Along with being about large-scale events of the past, it has caused me to dive into my own past. My childhood, and my mom’s experience as a single parent. I feel like I’m vicariously living my mom’s side of the story through my FMC:

When I picture the scenes in Jessy’s home, I picture the little apartment my mom and I shared from roughly 1989 to 1991. I was 9, 10, 11. I feel her struggle to make ends meet, I experience her frustration over never being able to provide everything she wants to for her children, and the exhausting busy-ness that prevents her from spending time with them the way she wants to.
My mom had it a little better. She worked one job and spent the rest of her time at home with me. Jessy has two kids, and works two jobs to make ends meet. We’ll talk about her ex in another post. Also, Jessy’s kids are older: in their teens.
Finally, the book is set in 2025, not 1989.

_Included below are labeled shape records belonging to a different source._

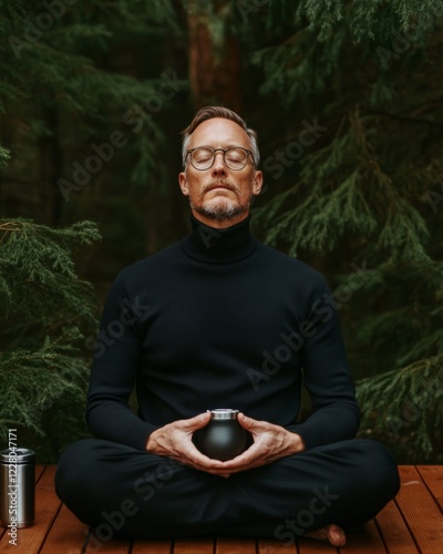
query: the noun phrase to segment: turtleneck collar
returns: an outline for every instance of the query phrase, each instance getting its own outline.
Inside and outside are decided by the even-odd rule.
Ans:
[[[199,222],[190,214],[192,232],[181,242],[185,254],[190,258],[209,264],[238,261],[253,254],[256,240],[250,236],[248,217],[240,223],[217,229]]]

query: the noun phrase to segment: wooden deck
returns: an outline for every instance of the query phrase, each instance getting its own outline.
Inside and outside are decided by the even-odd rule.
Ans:
[[[277,540],[176,540],[97,542],[89,529],[59,501],[55,466],[38,466],[35,524],[18,530],[17,546],[0,530],[0,552],[14,554],[442,554],[443,465],[403,465],[398,496],[371,522],[348,533],[334,548],[312,538],[285,546]]]

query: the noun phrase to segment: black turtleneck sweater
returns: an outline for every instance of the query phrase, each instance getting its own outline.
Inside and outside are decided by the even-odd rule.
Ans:
[[[254,239],[249,218],[223,230],[192,223],[187,237],[112,286],[91,372],[91,431],[143,450],[166,423],[234,408],[299,433],[308,449],[352,438],[360,412],[323,277]],[[313,412],[297,423],[302,380]]]

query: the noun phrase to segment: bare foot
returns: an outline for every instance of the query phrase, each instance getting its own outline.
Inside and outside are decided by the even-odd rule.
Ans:
[[[303,536],[320,538],[320,541],[326,541],[332,546],[346,545],[344,531],[338,525],[333,524],[327,525],[326,527],[319,529],[318,531],[312,531],[311,533],[306,533]]]

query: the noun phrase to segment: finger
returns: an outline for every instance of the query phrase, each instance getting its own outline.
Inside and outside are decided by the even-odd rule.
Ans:
[[[194,418],[183,420],[184,422],[183,429],[188,432],[196,431],[197,429],[202,429],[203,427],[207,425],[209,423],[209,420],[210,420],[209,412],[199,413]]]
[[[248,431],[251,431],[251,432],[259,431],[264,427],[262,421],[258,421],[256,419],[248,418],[247,416],[245,416],[241,412],[237,416],[237,419],[238,419],[238,422],[240,423],[241,427],[244,427],[245,429],[247,429]]]

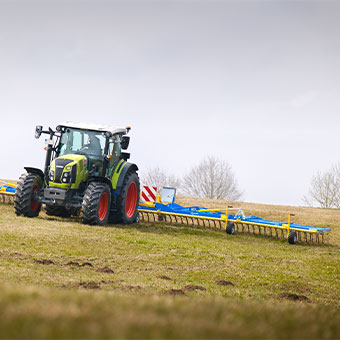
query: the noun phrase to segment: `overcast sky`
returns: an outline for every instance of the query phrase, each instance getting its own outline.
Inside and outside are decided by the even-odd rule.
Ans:
[[[229,162],[243,200],[302,205],[340,160],[340,1],[0,0],[0,178],[35,125],[131,125],[131,160]]]

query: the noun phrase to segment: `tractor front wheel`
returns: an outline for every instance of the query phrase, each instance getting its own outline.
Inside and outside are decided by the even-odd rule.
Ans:
[[[102,182],[91,182],[87,187],[82,205],[82,223],[104,225],[111,206],[111,190]]]
[[[38,194],[43,184],[39,175],[25,173],[19,178],[14,196],[14,210],[17,216],[37,217],[41,209]]]

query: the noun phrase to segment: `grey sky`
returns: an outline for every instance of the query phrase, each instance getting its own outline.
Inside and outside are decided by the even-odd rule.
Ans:
[[[0,178],[34,127],[131,125],[132,160],[228,161],[244,200],[302,204],[339,157],[340,1],[1,1]]]

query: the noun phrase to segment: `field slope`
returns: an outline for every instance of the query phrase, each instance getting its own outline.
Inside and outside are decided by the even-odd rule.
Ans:
[[[28,219],[0,205],[0,337],[340,338],[340,213],[241,205],[332,233],[324,245],[292,246],[183,226]]]

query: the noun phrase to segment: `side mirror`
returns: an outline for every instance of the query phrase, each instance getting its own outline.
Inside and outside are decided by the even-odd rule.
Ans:
[[[42,126],[41,125],[37,125],[35,127],[35,138],[38,139],[41,136],[41,132],[42,132]]]
[[[129,143],[130,143],[130,137],[129,136],[123,136],[122,141],[120,142],[122,149],[126,150],[129,147]]]

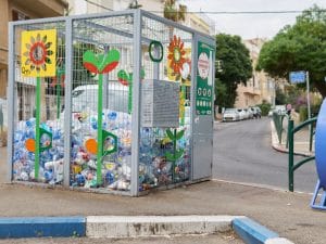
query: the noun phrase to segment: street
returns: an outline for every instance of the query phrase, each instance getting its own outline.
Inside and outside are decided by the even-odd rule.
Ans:
[[[213,158],[214,179],[288,188],[288,154],[272,149],[269,118],[215,123]],[[294,191],[313,192],[316,180],[310,162],[294,172]]]

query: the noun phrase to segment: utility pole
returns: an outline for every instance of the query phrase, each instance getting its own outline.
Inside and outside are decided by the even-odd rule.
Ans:
[[[311,119],[309,72],[305,72],[305,79],[306,79],[306,106],[308,106],[308,119]]]

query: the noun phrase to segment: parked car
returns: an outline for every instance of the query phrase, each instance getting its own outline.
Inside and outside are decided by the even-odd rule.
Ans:
[[[253,115],[253,118],[261,118],[262,117],[262,111],[259,106],[252,106],[252,107],[250,107],[250,111]]]
[[[226,108],[223,114],[223,121],[238,121],[240,119],[239,112],[236,108]]]
[[[238,108],[240,120],[248,118],[248,113],[243,108]]]
[[[286,115],[287,113],[286,105],[276,105],[274,111],[277,112],[278,115]]]
[[[244,112],[246,112],[246,114],[247,114],[247,118],[253,118],[253,113],[252,113],[252,111],[250,110],[250,108],[243,108],[244,110]]]

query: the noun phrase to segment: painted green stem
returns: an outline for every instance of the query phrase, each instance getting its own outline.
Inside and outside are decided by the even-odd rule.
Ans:
[[[186,99],[186,86],[181,86],[181,99]],[[180,121],[180,126],[185,126],[185,103],[181,104],[181,106],[184,107],[184,113],[181,114],[181,121]]]
[[[35,143],[35,167],[34,167],[34,175],[35,179],[38,180],[38,172],[39,172],[39,155],[40,155],[40,130],[39,130],[39,123],[40,123],[40,90],[41,90],[41,78],[36,78],[36,125],[35,125],[35,132],[36,132],[36,143]]]
[[[128,114],[133,112],[133,80],[128,85]]]
[[[176,143],[177,143],[177,137],[176,137],[176,129],[174,129],[173,131],[173,136],[174,136],[174,139],[173,139],[173,157],[174,157],[174,160],[172,162],[172,179],[173,181],[175,180],[175,163],[177,160],[177,150],[176,150]]]
[[[99,94],[98,94],[98,154],[97,154],[97,184],[102,184],[102,156],[103,156],[103,139],[102,139],[102,106],[103,106],[103,74],[99,74]]]
[[[57,118],[60,118],[60,93],[61,93],[61,85],[57,85]]]

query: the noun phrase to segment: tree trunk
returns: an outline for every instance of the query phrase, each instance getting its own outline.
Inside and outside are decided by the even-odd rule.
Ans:
[[[315,81],[313,85],[321,92],[323,99],[325,99],[326,98],[326,82],[325,81]]]

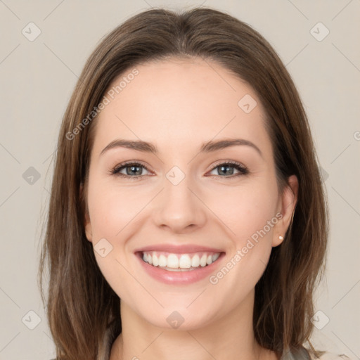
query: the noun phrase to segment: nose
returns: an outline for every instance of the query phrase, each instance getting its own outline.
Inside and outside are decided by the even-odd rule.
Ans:
[[[190,176],[185,176],[176,185],[165,178],[163,184],[164,189],[153,204],[156,225],[178,233],[203,226],[207,221],[206,206]]]

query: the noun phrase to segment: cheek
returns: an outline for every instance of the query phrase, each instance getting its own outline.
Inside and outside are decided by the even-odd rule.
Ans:
[[[264,227],[266,232],[271,235],[278,220],[276,182],[259,179],[212,193],[216,195],[209,195],[207,204],[227,226],[229,235],[237,245],[241,245],[245,240]],[[267,224],[271,221],[269,229]]]
[[[115,238],[148,202],[140,191],[103,184],[89,188],[89,210],[93,238]]]

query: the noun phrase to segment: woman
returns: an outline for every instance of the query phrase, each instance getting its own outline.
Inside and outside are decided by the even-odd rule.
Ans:
[[[316,153],[289,74],[241,21],[153,9],[105,37],[63,118],[49,211],[58,359],[322,354]]]

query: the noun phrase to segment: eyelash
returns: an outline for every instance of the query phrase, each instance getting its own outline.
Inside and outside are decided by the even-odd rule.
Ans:
[[[110,172],[110,174],[120,176],[122,178],[129,179],[130,180],[136,180],[139,178],[144,177],[145,176],[146,176],[146,175],[139,175],[138,176],[132,176],[131,175],[126,175],[124,174],[121,174],[119,172],[122,169],[125,169],[125,168],[129,167],[130,165],[133,165],[133,166],[136,166],[136,167],[143,167],[144,169],[146,169],[147,171],[150,172],[149,169],[148,169],[148,167],[146,167],[145,165],[143,165],[139,162],[132,162],[129,161],[129,162],[122,162],[122,164],[117,165],[113,169],[111,169]],[[224,165],[233,165],[231,167],[236,168],[237,170],[239,171],[239,173],[236,174],[234,175],[230,175],[228,176],[222,176],[221,175],[210,175],[210,177],[214,177],[214,177],[221,177],[221,178],[224,178],[224,179],[233,179],[238,176],[248,175],[249,174],[249,171],[245,166],[243,165],[240,162],[238,162],[236,161],[233,161],[233,160],[227,161],[226,162],[219,162],[219,163],[218,162],[217,164],[215,165],[215,166],[214,166],[214,167],[212,167],[212,169],[210,169],[210,172],[212,172],[212,170],[214,170],[217,167],[220,167],[221,166],[224,166]]]

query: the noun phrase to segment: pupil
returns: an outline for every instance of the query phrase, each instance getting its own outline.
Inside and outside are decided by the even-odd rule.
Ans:
[[[221,166],[221,167],[220,167],[220,169],[221,169],[220,172],[223,173],[224,175],[232,175],[233,173],[233,169],[232,169],[232,171],[230,171],[231,174],[226,173],[227,170],[229,170],[229,169],[232,169],[232,167],[231,167],[231,166]],[[223,169],[226,169],[226,170],[223,171]]]
[[[131,172],[136,172],[136,174],[129,174],[129,172],[128,172],[128,175],[141,175],[141,171],[138,171],[136,172],[136,170],[134,170],[134,169],[140,169],[141,167],[139,166],[130,166],[130,167],[128,167],[127,169],[130,168],[131,169]]]

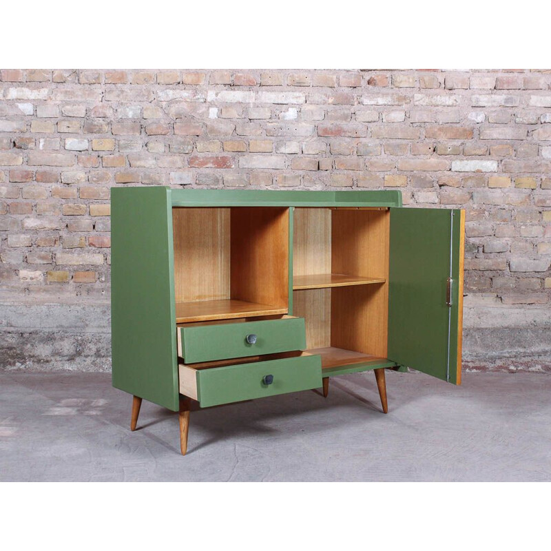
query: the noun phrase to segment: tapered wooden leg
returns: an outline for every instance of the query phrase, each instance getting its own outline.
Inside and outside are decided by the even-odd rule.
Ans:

Still, so many of my subconscious memories have gone into this book, I almost feel it is as much about this as it is about the historical stuff. It has been very good, very therapeutic. It could become a whole series in itself–but as my friends in the Christian Mommy Writers group say, put it in the trunk of ideas (or bag, or whatever mental container you use). I do feel like a very important piece of this story is missing, but it may just not be time for that yet.

Regardless of whether or not I publish this book, I need it. And, there’s a part of me that feels like I’m picking up someone’s torch by writing it. I’ll share about that someday too.